The Student Room Group

stas 2 mei poisson distribution

stuck on part of a question,

1, Weak spots occur at random in the manufacture of a certain cable at an average rate of 1 per 100 metres. If x represents the number of weak spots in 100 metres of cable, write down the distribution of x.

x ~ B(100, 0.01)
x ~ P(1)

Lengths of this cable are wound on to drums. Each drum carries 50 metres of cable. Find the probability that a drum will have 3 or more weak spots.

λ = 0.5

P(x>3) = 1 - P(x<2)

= 0.0144 (from tables)

A contractor buys 5 such drums. Find the probability that two have just one weak spot each and the other three have none.

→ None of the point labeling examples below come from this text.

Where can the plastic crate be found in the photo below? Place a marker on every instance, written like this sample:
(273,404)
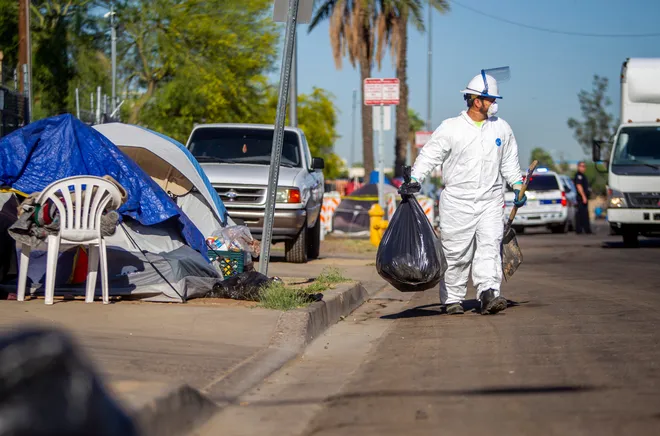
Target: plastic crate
(230,262)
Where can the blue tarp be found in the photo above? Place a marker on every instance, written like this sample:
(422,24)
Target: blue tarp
(58,147)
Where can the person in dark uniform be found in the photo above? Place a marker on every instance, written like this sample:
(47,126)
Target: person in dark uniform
(582,223)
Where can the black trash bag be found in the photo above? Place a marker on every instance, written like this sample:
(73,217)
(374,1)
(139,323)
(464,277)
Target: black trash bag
(407,256)
(243,286)
(49,388)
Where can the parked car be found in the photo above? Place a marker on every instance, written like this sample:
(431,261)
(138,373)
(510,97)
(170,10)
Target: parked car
(551,203)
(236,159)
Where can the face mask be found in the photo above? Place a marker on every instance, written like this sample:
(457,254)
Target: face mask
(492,109)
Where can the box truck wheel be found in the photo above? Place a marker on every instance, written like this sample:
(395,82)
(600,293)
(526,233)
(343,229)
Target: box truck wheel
(295,250)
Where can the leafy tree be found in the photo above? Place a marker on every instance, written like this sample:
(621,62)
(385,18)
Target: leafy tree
(9,34)
(188,64)
(597,122)
(544,158)
(392,30)
(53,24)
(352,36)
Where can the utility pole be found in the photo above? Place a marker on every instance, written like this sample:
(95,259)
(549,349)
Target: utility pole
(293,103)
(353,129)
(22,41)
(113,41)
(24,54)
(429,127)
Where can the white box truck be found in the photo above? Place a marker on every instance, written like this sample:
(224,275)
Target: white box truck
(633,192)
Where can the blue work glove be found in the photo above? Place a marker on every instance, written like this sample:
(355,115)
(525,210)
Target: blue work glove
(410,188)
(519,202)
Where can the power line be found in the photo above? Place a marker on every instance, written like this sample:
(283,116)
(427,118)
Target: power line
(555,31)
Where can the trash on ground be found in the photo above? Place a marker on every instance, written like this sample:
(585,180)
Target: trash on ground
(243,286)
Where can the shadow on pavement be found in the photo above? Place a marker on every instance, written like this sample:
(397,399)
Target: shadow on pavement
(643,243)
(493,391)
(439,309)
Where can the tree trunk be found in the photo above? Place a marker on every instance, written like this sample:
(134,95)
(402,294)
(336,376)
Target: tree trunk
(367,123)
(402,128)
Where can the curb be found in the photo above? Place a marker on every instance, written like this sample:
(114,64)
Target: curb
(294,331)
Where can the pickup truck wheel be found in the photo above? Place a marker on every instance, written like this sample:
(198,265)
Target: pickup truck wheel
(295,250)
(630,239)
(314,240)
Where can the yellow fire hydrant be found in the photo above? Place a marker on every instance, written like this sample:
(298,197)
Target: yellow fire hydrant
(377,224)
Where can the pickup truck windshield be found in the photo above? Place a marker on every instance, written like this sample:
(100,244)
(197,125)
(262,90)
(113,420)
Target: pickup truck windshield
(638,146)
(241,145)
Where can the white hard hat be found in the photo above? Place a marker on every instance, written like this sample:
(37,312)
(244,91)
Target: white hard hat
(483,85)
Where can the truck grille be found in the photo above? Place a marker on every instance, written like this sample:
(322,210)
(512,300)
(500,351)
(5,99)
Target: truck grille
(241,195)
(647,200)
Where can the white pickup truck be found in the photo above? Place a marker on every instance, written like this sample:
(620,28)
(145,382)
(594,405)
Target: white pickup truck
(634,163)
(236,159)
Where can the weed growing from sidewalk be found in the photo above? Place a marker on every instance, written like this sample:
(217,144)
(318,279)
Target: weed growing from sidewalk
(279,296)
(331,276)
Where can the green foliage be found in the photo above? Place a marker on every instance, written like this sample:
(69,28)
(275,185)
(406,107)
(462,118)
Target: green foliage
(544,158)
(317,117)
(200,61)
(279,296)
(597,122)
(9,33)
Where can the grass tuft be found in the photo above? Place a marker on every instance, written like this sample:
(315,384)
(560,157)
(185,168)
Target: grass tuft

This is the part im stuck on, if anyone could help and write out what to do sort of like i have above that would be great :smile:
Reply 1
A similar question to above, which i am equally stuck on!

A soiologist claims that only 3% of all suitably qualified students from inner city shool go to university. Use his Vlaim and the Poisson approixmation to the binomial distribution to estimate the probability that in a randomly chosen group of 200 such students

i) exactly 5 go to university

ii) more than 5 go to university

^ these I'm okay with, its the next part..

iii) Another group of 100 students is also chosen. Find the probability that exactly 5 of each group go to university.
Reply 2
dreamer86
A contractor buys 5 such drums. Find the probability that two have just one weak spot each and the other three have none.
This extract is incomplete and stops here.